Communist Party Falls Below 5% Threshold In Kantar Opinion Polls For The First Time
The opinion poll, carried out by Kantar CZ, marks a new record low for the Communist Party of Bohemia and Moravia (KSCM), and reflects a number of factors that are squeezing the party’s support. Photo: KSCM / Facebook.
Brno, Sep 11 (BD) – The most recent polling data from pollster Kantar CZ, which carried out its fieldwork from 10-30 August, suggests that KSCM has fallen below the all-important 5% threshold required to secure representation in the Chamber of Deputies, receiving only 4.5% of stated voting intention among the 1,200 data sample.

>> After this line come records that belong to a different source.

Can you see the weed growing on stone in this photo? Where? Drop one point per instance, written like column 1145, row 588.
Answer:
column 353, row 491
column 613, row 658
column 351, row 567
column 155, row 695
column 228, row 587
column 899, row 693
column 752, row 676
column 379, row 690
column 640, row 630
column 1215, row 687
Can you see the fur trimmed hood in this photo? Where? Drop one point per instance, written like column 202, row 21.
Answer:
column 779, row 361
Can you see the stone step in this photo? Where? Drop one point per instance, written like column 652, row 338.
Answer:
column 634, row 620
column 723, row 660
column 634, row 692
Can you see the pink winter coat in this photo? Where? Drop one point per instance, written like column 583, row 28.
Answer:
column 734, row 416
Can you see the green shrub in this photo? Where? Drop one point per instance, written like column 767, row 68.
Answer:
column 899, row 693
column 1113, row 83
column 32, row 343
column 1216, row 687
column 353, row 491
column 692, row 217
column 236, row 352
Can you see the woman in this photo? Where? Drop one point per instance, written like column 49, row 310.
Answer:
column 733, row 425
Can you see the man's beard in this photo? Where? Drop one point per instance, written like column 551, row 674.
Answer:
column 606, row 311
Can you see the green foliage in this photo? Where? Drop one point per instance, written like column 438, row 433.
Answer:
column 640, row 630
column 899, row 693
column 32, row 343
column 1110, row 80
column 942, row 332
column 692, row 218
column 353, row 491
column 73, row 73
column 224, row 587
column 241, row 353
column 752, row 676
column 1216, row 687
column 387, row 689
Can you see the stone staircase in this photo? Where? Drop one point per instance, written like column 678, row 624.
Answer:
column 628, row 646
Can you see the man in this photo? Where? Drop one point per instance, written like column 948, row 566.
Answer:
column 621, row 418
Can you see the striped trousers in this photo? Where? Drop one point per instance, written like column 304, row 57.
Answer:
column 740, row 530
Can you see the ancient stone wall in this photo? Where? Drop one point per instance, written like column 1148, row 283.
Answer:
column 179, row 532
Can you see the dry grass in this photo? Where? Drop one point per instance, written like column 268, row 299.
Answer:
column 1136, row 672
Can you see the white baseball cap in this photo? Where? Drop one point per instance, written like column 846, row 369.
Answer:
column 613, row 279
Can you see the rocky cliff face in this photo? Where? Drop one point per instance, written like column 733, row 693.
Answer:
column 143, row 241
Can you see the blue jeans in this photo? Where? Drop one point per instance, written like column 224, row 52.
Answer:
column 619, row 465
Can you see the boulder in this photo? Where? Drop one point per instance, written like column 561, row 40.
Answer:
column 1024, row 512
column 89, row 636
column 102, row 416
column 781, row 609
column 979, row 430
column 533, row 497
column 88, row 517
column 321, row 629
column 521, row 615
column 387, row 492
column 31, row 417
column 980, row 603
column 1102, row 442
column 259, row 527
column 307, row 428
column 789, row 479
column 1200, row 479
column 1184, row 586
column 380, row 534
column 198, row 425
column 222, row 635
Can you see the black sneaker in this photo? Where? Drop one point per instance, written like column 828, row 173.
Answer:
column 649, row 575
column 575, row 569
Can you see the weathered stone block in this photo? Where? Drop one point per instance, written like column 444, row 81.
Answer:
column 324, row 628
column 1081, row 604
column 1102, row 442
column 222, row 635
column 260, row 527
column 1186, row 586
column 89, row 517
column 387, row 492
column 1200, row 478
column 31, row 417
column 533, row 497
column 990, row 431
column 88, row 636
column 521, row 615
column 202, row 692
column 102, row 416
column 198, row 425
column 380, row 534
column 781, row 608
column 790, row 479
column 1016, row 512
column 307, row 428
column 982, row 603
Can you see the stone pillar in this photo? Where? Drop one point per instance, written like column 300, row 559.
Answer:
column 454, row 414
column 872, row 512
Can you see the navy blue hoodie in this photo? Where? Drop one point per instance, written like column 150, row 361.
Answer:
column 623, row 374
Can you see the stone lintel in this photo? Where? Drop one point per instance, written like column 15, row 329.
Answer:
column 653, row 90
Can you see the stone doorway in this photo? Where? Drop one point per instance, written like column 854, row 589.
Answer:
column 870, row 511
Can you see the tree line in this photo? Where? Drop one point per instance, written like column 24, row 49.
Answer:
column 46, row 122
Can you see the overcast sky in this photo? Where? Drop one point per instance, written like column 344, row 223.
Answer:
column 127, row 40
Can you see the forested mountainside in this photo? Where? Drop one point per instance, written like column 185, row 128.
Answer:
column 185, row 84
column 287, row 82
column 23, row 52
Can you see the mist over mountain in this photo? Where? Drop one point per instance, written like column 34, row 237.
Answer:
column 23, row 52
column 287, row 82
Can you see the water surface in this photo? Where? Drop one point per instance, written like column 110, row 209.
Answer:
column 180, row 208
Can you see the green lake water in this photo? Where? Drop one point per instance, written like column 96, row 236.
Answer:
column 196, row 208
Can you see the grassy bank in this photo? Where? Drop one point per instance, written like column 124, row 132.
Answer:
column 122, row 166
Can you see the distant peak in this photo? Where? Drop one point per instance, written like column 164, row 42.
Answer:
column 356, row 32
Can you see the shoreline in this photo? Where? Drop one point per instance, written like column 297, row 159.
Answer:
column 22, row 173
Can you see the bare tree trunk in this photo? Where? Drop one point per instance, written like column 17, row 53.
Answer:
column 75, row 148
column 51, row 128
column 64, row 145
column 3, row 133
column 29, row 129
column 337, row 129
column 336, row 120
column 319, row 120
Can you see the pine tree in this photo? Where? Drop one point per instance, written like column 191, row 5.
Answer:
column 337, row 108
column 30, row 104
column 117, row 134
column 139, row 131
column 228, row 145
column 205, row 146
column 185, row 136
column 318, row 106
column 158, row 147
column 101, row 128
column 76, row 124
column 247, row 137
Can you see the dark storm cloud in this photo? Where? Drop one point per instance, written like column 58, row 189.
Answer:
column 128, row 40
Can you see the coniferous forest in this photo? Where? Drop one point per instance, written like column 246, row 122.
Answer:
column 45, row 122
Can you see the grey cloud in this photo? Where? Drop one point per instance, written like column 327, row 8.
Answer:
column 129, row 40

Although the smaller polling research organisation Phoenix Research also published data with KSCM under the 5% mark last December, the recent data represents the first time in the history of the Czech Republic that one of the main four Czech pollsters, who publish monthly reports of their research, have found support for KSCM under this level.
The poll also found that the ruling ANO Movement was maintaining its lead on 30%, with the Pirate Party second on 17%, and ODS third on 14.5%. According to the poll, four other parties would also make it into the Chamber.
While a single poll does not necessarily indicate a concrete trend, and the 4.5% figure is well within the margin of error, the result is part of a gradual decline of support for KSCM, and reflects a number of factors that are causing this decline. Since the transition to democracy, when it was thought that there was no need to ban the party as its support would naturally wither away with time, support for the party has nonetheless fluctuated between 10% and 20%, reaching a high watermark in the 2002 elections when the party won 41 of the 200 seats in the Chamber.
There was great concern among Czech liberals after the last elections in 2017, as the Communist Party ended up providing support for Andrej Babis’s minority coalition government, a first since they lost power in 1989. However, this disquiet masked the fact that the party’s support had fallen to a record low of 7.8%, losing over half their seats. This is partly because the party now faces a demographic challenge, as the majority of its supporters are now over 60 and previous supporters are passing away.
An even more serious problem for the party is that new parties have appeared in recent years that directly challenge KSCM for their support base; since the last election voters have continued to turn away from KSCM towards Babis’s ANO Movement, which has increased pensions and social benefits for the elderly in order to appeal directly to poorer elderly voters, and new far-right parties such as SPD and Vaclav Klaus ml.’s Tricolor movement, which share KSCM’s socially conservative and anti-EU platform. Meanwhile, the party’s more ideological “true believers” also have reason to feel disillusioned. As political scientist Jiří Pehe pointed out in a recent interview with Radio Prague: “I would assume that those people may not be entirely happy with the fact that their party supports a billionaire, a man that a few decades ago would have been called a class enemy.” For all these reasons, it now seems possible that, some decades after their demise was predicted by the Czech Republic’s new democratic political establishment, the Communists may finally become the next victim of the ever-changing Czech political landscape.